Il ballottaggio decisivo si terrà il prossimo 30 ottobre. Lula è favorito non solo per i sei milioni di voti di vantaggio su Bolsonaro, ma anche perché sulla sua persona dovrebbe convergere gran parte dell’elettorato che ha votato per Ciro Gomes (che in questi anni ha recitato il ruolo di un Lula più “moderato” e borghese) al primo turno. Bolsonaro, invece, ha già fatto il pieno e solo una parte dell’elettorato “centrista” di Simone Tebet sposerà la sua causa al secondo turno. Sapendo di trovarsi di fronte ad un’impresa disperata, il presidente uscente ha agitato il fantasma dei brogli elettorali, che avverrebbero attraverso la manomissione del voto elettronico, procedura oggetto di un progetto di riforma che non è stato portato a termine. Pur essendo il sistema vigente in Brasile assai diverso da quello degli Stati Uniti, è a Donald Trump che Bolsonaro pare ispirarsi nello spirito della denuncia. Non è da escludere che l’ex ufficiale dell’esercito diventato presidente faccia appello all’uso della forza in caso di esito “sgradito” del ballottaggio: sia essa la forza militare (ma ampi settori delle forze armate hanno già avuto occasione di non assecondare la sua retorica golpista), sia essa quella dei suoi milioni di sostenitori, alcuni dei quali sono armati fino ai denti, legittimati nel possesso di armi da fuoco proprio da alcune norme emanate dal governo Bolsonaro. La campagna elettorale è già stata segnata dalla violenza.

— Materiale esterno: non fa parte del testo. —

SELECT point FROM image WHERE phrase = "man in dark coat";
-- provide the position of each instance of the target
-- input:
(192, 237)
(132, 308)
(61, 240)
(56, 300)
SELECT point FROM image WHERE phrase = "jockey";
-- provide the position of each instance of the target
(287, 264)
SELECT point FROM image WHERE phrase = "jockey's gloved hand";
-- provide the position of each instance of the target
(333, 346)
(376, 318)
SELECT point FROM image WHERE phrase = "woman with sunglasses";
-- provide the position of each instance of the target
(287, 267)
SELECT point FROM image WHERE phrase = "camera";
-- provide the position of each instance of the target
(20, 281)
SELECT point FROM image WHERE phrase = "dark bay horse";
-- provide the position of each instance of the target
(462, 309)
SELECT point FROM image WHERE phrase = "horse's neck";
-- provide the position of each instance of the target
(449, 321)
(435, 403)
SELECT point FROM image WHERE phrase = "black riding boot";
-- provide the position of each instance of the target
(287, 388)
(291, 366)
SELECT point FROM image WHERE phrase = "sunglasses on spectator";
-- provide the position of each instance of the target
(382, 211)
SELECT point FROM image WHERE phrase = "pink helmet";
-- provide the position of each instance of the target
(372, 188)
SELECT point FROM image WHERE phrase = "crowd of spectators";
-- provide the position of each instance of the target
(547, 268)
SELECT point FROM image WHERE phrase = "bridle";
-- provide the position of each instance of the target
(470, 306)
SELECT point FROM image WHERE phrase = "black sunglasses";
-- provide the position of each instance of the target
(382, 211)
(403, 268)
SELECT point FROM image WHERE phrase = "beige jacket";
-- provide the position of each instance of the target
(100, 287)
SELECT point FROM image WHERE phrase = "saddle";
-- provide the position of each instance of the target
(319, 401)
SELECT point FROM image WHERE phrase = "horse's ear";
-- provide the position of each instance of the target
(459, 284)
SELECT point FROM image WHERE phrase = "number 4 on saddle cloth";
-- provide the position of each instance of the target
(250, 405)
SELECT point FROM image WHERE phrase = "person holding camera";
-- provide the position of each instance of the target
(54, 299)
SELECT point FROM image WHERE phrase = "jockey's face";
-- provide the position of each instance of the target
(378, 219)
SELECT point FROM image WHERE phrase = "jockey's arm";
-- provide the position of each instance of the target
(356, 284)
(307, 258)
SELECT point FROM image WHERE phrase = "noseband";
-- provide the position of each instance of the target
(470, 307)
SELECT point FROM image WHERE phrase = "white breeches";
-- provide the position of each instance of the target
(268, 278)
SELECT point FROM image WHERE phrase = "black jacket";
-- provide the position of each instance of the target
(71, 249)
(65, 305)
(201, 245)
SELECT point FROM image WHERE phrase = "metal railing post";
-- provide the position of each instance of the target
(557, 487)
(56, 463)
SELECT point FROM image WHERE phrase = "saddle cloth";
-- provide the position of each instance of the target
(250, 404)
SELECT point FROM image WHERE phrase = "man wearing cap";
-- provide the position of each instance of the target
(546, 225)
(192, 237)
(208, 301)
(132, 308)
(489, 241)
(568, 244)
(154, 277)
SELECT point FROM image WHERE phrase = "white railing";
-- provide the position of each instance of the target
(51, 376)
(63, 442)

La prima sfida di Lula sarà quella di pacificare un paese sull’orlo della guerra civile.
Emilio landi dice
Cari compagni dell’Avanti, io vivo e lavoro in Brasile, se vince Lula, dovrà rifare la compra dei deputati che fu il primo ladrocinio che fece nel 2001, non ha maggioranza né al senato, né alla camera. È previsto in caso di sua vittoria un governo di 3mesi. Bolsonaro, rappresenta le fasce popolari, cosa che il pt non rappresenta più. È la stessa cosa del PD, il.paetito delle banche e dell’apparato che vive alle spalle del governo. Lula rappresenta i borghesi e il sottoproletariato che vive di assistenza. Ma non ha le città e interruttori produttivi. Ha vinto nel nordest, poiché le sue promesse sono quelle di un assistenzialismo selvaggio, difatti lo chiamano papai. Oggi il brasile non si può permettere di tornare indietro ai tempi del credito sfrenato, che spinse i consumi, ha arricchito le banche e inguaiato i poveri cristi. Il brasile ha bisogno di una.pilitica che lo conduca a pieno titolo tra le potenze mondiali, per la forza del suo territorio, economia, 1/5 degli alimenti al mondiale viene dal Brasile.
Emilio landi dice
Ha fatto un’analisi non da tifoso, come normalmente fa la sinistra o dettato da ideologie da anni 70, ma non ci sarà nessuna guerra civile, anche se vince Lula, non potrà governare, non ha la maggioranza al senato e alla camera, quindi dovrà o comprare i deputati, ma questo gli comporta la perdita del partito, poiché dovrà dare ministeri, enti ecc. Da togliere ai suoi o dovrà inginocchiarsi a Bolsonaro, ma la sua base radicale lo abbandonarebbe. L’ipotesi più probabile è impeachment, che risolve che va a governare il vice che come moderato, può accordarsi con i conservatori.